The British diplomat John Crawfurd visited the area in 1822 during the mission described in his book Journal of an embassy from the Governor-General of India to the courts of Siam and Cochin-China: exhibiting a view of the actual state of those kingdoms. He reported the name of the town as "Kwi".

Its name Kui derived from the Khmer (គុយ), meaning "rhino horn", and buri derived from the Sanskrit purī (पुरी); meaning "town" or "city"; hence "rhino horn city". Rhino horn has been an important export product since the Ayutthaya period.

==Geography==
Neighbouring districts are Sam Roi Yot to the north and Mueang Prachuap Khiri Khan to the south. To the west is the Tanintharyi Division of Myanmar, to the east the Gulf of Thailand.

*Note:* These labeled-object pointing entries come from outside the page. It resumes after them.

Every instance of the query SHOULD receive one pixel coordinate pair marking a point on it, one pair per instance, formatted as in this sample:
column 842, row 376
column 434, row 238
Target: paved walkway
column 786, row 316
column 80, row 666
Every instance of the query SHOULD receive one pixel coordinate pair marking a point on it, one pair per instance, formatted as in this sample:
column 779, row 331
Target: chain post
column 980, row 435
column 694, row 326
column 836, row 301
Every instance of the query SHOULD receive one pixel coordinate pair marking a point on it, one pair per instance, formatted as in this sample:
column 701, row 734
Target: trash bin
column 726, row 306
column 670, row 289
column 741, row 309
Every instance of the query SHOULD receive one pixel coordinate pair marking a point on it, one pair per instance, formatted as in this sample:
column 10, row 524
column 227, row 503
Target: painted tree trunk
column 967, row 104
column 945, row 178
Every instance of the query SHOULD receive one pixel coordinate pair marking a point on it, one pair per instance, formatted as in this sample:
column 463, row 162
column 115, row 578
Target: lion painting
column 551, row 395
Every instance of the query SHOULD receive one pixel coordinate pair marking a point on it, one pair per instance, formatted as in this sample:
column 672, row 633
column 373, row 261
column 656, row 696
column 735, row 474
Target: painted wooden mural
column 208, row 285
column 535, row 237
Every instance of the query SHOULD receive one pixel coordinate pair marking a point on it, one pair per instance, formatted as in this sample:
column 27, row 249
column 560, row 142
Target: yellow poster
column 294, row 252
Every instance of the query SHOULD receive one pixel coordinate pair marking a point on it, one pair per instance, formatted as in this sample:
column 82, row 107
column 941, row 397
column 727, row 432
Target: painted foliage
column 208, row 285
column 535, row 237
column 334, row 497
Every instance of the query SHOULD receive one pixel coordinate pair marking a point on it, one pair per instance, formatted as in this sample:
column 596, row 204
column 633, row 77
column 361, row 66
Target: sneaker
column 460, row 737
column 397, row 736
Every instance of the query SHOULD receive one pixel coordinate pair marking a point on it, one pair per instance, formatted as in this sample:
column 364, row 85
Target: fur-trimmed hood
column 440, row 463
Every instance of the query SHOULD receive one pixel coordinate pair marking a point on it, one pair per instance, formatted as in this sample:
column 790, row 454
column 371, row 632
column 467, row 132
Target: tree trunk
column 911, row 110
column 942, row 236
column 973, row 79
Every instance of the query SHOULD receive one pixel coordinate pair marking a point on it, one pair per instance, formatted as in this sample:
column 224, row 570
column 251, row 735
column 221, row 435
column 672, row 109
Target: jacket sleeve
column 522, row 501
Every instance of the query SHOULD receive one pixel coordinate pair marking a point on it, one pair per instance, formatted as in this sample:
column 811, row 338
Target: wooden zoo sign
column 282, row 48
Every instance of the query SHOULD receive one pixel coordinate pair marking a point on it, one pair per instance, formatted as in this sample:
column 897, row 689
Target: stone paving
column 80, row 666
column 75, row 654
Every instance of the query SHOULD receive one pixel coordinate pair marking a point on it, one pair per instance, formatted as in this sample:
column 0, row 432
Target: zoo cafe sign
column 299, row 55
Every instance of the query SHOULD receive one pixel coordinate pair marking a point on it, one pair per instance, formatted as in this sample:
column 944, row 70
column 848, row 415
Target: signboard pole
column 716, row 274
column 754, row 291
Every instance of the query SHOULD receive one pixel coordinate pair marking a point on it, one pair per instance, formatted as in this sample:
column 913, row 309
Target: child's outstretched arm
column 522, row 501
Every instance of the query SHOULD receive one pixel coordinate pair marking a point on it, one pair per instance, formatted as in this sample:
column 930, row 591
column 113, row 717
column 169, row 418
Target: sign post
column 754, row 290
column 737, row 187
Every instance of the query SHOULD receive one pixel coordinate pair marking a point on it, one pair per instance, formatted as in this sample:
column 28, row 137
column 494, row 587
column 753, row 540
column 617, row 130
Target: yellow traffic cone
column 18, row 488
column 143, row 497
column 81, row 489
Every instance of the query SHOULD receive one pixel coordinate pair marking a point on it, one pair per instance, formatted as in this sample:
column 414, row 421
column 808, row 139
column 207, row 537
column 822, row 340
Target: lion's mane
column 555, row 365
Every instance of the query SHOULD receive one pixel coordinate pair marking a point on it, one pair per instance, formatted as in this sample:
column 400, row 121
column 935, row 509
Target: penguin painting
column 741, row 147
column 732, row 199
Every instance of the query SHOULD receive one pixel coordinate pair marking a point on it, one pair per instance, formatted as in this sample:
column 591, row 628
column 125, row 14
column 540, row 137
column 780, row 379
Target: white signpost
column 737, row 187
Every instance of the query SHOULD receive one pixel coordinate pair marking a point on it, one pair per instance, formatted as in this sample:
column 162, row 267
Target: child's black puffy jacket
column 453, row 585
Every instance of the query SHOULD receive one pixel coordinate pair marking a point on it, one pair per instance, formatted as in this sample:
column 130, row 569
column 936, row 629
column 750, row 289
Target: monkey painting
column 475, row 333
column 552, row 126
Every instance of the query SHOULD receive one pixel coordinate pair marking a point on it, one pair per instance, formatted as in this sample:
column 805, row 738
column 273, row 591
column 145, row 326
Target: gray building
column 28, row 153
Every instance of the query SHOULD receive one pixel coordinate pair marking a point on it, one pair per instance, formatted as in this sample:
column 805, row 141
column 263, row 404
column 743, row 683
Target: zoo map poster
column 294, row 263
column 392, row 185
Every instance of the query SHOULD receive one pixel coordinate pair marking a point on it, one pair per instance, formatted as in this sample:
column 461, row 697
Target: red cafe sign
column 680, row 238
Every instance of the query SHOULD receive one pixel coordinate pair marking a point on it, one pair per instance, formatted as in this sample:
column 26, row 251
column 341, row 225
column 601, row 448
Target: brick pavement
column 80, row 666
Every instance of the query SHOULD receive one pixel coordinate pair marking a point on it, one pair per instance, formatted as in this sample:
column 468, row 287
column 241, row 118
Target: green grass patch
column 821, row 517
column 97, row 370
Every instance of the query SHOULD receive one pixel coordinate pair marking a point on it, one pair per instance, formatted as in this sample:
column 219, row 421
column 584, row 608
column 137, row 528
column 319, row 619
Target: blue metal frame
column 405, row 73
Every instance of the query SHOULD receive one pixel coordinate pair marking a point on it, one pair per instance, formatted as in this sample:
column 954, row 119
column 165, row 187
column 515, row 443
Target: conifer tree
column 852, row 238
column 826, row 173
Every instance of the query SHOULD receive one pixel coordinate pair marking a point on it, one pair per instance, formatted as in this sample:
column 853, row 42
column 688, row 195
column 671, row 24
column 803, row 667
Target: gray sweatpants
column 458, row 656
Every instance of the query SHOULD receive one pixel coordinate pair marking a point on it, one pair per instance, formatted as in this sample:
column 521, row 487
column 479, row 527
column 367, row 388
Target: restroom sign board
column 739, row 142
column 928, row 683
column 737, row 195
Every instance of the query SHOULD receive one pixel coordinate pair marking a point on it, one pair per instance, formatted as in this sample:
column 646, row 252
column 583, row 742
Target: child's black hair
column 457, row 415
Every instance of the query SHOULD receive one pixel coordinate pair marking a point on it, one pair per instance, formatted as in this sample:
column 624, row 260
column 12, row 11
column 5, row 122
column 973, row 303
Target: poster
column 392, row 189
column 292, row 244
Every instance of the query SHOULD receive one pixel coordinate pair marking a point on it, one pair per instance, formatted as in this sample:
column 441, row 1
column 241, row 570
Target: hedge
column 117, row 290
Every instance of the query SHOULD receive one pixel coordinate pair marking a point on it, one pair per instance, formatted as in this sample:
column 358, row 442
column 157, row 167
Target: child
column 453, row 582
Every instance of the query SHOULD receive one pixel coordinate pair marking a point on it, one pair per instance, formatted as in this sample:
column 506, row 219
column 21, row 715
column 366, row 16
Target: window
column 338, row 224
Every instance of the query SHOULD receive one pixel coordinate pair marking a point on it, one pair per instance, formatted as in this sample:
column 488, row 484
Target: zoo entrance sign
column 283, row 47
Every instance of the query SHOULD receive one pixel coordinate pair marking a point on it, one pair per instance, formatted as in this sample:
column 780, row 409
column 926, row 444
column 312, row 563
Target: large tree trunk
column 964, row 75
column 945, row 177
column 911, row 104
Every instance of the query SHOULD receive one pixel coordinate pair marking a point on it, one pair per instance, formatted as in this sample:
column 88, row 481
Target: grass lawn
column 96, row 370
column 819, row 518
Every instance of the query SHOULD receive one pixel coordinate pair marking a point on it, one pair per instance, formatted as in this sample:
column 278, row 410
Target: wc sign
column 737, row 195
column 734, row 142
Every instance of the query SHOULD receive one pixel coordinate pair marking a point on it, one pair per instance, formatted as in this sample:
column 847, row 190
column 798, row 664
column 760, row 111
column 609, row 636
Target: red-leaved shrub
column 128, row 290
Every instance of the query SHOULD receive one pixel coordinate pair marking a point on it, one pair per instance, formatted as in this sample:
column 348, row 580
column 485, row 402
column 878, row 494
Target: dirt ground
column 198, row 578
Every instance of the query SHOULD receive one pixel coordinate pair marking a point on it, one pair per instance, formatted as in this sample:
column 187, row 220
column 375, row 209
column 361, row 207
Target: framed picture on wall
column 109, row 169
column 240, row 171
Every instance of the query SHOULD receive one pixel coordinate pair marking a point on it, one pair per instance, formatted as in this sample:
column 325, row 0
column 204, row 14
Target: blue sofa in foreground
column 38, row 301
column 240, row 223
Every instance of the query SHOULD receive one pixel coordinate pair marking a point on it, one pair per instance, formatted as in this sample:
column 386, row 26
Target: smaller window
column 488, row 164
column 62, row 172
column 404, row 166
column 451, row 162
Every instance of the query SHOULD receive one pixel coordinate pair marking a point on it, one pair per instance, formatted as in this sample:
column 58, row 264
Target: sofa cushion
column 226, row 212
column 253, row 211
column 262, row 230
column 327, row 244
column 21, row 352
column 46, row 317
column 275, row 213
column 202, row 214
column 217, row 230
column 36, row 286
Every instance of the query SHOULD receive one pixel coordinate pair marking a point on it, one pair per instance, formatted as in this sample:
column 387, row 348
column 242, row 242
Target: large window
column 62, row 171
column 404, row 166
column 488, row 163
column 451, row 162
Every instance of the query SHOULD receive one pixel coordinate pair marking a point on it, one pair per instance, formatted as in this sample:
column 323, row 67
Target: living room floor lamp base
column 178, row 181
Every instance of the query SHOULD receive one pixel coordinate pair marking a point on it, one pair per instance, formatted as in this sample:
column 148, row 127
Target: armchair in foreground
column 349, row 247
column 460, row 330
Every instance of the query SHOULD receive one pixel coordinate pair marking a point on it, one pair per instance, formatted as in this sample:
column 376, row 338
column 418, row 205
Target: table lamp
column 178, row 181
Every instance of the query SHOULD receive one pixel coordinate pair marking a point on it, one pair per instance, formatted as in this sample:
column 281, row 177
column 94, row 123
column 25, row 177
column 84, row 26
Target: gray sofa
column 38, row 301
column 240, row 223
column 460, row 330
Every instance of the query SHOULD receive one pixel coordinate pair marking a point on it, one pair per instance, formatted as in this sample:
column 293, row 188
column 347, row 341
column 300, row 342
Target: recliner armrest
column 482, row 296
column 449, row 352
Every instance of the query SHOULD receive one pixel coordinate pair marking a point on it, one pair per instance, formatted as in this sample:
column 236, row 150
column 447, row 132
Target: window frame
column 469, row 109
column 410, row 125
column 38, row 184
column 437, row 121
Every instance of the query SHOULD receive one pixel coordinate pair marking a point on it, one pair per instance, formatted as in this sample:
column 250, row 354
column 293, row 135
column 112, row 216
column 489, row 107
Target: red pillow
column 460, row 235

The main river of the district is the Khlong Kui.

==Administration==
The district is divided into six sub-districts (tambons), which are further subdivided into 47 villages (mubans). There are two townships (thesaban tambons) in the district. Kui Buri covers parts of tambons Kui Buri and Kui Nuea, and Rai Mai covers parts of tambon Sam Krathai.
| No. | Name | Thai name | Villages | |
| 1. | Kui Buri | กุยบุรี | 8 | |
| 2. | Kui Nuea | กุยเหนือ | 11 | |
| 3. | Khao Daeng | เขาแดง | 3 | |
| 4. | Don Yai Nu | ดอนยายหนู | 4 | |
| 6. | Sam Krathai | สามกระทาย | 10 | |
| 7. | Hat Kham | หาดขาม | 11 | |
The missing number five belongs to tambon Rai Mai, reassigned to Sam Roi Yot District.